Concrètement et techniquement voila comment ca se passe :

greensulateokLes ingrédients de base sont donc des rebuts agricoles, des coques de Sarrasin, des résidus de maïs ou bien encore des chutes de coton. Quant à la partie utilisée du champignon, il s’agit d’une molécule filamenteuse qu’on trouve dans tous les champignons parasites. Cette molécule a la capacité de coller, lier et figer la matière sans l’intervention d’aucune colle ni produits adjuvants.

Pour obtenir un panneau isolant rigide il suffit uniquement d’un endroit sombre, de moules et des composants cités ci-dessus. Une réaction chimique entièrement naturelle fera le reste. Au bout de 4 à 12 jours d’incubation (en fonction de la densité du panneau voulue) les panneaux et blocs isolants sont formés, prêts à la découpe si besoin. Vous l’aurez compris, il s’agit bien ici d’un polystyrène naturel.

De nombreux avantages inédits

Le procédé industriel est extrêmement peu gourmand en énergie, puisqu’aucune cuisson n’entre en jeu dans le processus de transformation. Cet isolant « pousse » tout seul. C’est la molécule de champignon qui fait le travail de fusion dans la pénombre.

Les perspectives d’une telle découverte sont énormes. Cet isolant est à la fois « mondialisable »  et adaptable localement. De plus, l’énergie nécessaire pour la fabrication de ce produit est presque nulle. Il faut aussi souligner que le produit fini est hypoallergénique, ne dégage aucun COV, est entièrement recyclable et peut terminer sa vie d’isolant dans le bac à compost.

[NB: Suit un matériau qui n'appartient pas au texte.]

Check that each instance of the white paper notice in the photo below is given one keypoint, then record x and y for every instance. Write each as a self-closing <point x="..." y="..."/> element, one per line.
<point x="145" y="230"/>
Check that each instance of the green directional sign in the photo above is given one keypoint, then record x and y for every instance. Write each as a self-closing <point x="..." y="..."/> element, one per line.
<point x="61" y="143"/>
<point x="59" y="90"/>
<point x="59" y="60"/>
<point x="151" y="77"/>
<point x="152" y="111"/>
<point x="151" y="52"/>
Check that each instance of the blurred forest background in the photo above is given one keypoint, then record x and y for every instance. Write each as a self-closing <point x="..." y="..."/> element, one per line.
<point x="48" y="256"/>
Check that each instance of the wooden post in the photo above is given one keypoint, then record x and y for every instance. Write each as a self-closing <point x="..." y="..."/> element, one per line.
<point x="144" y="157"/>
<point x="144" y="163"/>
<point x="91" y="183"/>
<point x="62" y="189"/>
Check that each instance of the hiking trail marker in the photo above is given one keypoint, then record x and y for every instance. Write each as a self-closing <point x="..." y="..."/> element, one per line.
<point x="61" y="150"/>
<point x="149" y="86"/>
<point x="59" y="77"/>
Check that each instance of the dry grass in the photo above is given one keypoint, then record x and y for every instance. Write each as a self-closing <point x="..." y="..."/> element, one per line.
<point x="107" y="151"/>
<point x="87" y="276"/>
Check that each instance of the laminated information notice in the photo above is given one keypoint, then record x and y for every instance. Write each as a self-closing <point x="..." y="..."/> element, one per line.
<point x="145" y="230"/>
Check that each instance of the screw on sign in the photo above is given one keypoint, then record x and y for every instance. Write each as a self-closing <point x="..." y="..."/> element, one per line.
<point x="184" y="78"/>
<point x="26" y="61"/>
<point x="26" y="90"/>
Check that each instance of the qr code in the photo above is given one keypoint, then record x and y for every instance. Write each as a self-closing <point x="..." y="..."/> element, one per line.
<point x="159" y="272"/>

Les premières études ont déjà démontré d’excellents résultats en termes d’isolation. En outre ce matériau est naturellement perspirant, c’est-à-dire qu’il laisse passer l’humidité ce qui permet un intérieur très sain et agréable à vivre.  Greensulate, c’est son nom, est naturellement ignifuge ce qui règle pour de bon l’épineux problème des traitements contre le feu. En effet le 100% écologique de certaines laines naturelles se heurte aux traitements (sel de bore et autres) qu’on doit leur administrer pour les rendre plus résistantes aux flammes.

Un produit multi-usages

Au-delà de l’isolation Greensulate se veut une sorte de polystyrène écologique multi-usage, pouvant détrôner ce dernier pour l’isolation mais aussi pour le conditionnement et les emballages.   Nous ne sommes qu’au stade de prototype pour le moment mais les tests passés avec brio pourraient très semblablement permettre aux créateurs de ce produit de le commercialiser dès cette année aux Etats-Unis.

Il me semble bien là que nous tenons une innovation prometteuse et très écologique. J’aime particulièrement d’un produit qu’il nécessite un procédé industriel très léger et qu’il soit entièrement recyclable. Les recherches sont sûrement à mon humble avis à orienter dans ce sens pour permettre à l’avenir, à tout un chacun, de concilier confort et consommation raisonnée.